We need to learn how to be patient with a book and avoid the temptation to put it down as we would click to something else on a screen, “your patient struggle with a book should be fun, not tedious.” (p. 55)

“Press yourself to discover the fundamental question that animates the author.” (p. 127)

“You should cultivate a suspicion of your judgments about the characters in the book...such easy judgments prevent you from reading sufficiently deeply.” (p. 135)

“When you practice the art of slow reading, you will find it helpful to jot down your impressions in the book’s margins or in a notebook...The give-and-take between author and reader takes place on a two-way street. In this imaginary but essential conversation, the reader has a responsibility to keep the author interested.” (p. 156)

Mikics suggestions require us to recover subjective depth that becomes lost in what critic Nicholas Carr has called The Shallows of digital learning.

While Mikics might acknowledge that learning literacy though close reading might be important in those schools where literacy is a major issue, for most students who master literacy, the depth of a narrative conveys cultural meanings that might be connected to something like “the Great Conversation” that allows us to question and derive meaning about who we are as humans.

Slow Reading in a Hurried Age is an important guide to reading that goes light years beyond the requirements of the stale corporate pathology that educrats call the Common Core Curriculum.

Reading and English teachers will delight in reading this volume very slowly as they encourage their students to read novels, short stories, essays, and poems that might not be on the Common Core Literacy reading list.

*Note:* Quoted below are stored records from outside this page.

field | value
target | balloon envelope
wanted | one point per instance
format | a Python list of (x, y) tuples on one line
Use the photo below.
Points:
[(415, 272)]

Virginia Woolf summarizes the idea behind Mikics’ book very well in her essay, “How Should One Read a Book”, “If you open your mind as widely as possible, then signs and hints of almost imperceptible fineness, from the twist and turn of the first sentences, will bring you into the presence of a human being unlike any other.”

One wonders how she would respond to the idea that one’s comprehension of a passage from a great work of art could be demonstrated by a response to a multiple- choice question.

We who love reading, like Emerson, want to read “books which take rank in our life with parents and lovers and passionate experiences.” Mikics believes in a similar vein that “when we read, we want a book to unlock us, even break us open.”

“Today more than ever, we find ourselves frustrated by the promises of digital technology, as it offers ever more rapid, more ingenious, and more unsatisfying ways of keeping in touch. Instead of staying up to the minute, we should step back and think about what Woolf, like so many others, celebrates: the rewards of slow reading.” (p. 317-18)

When declaring cultural independence from continental thinking in his “American Scholar” lecture Emerson proclaimed that “there is then creative reading as well as creative writing. When the mind is braced by labor and invention, the page of whatever book we read becomes luminous with manifold allusion. Every sentence is doubly significant, and the sense of the author is as broad as the world.”

It is too bad that our educational leaders seem to be lost when they insist that creative reading and writing are superfluous in the spiritually anorexic digital world that they so lovingly embrace.

What do you think? Should we be thinking more about reading as a creative process?

Paul Horton has taught for thirty years in virtually every kind of school. He began his teaching career in a recently integrated rural Texas middle school. He then taught for five years in a large urban high school in San Antonio’s West side where the majority of young people were ESL. He has been teaching at the University of Chicago Laboratory Schools, the country’s most diverse independent school founded by John Dewey, for fourteen years.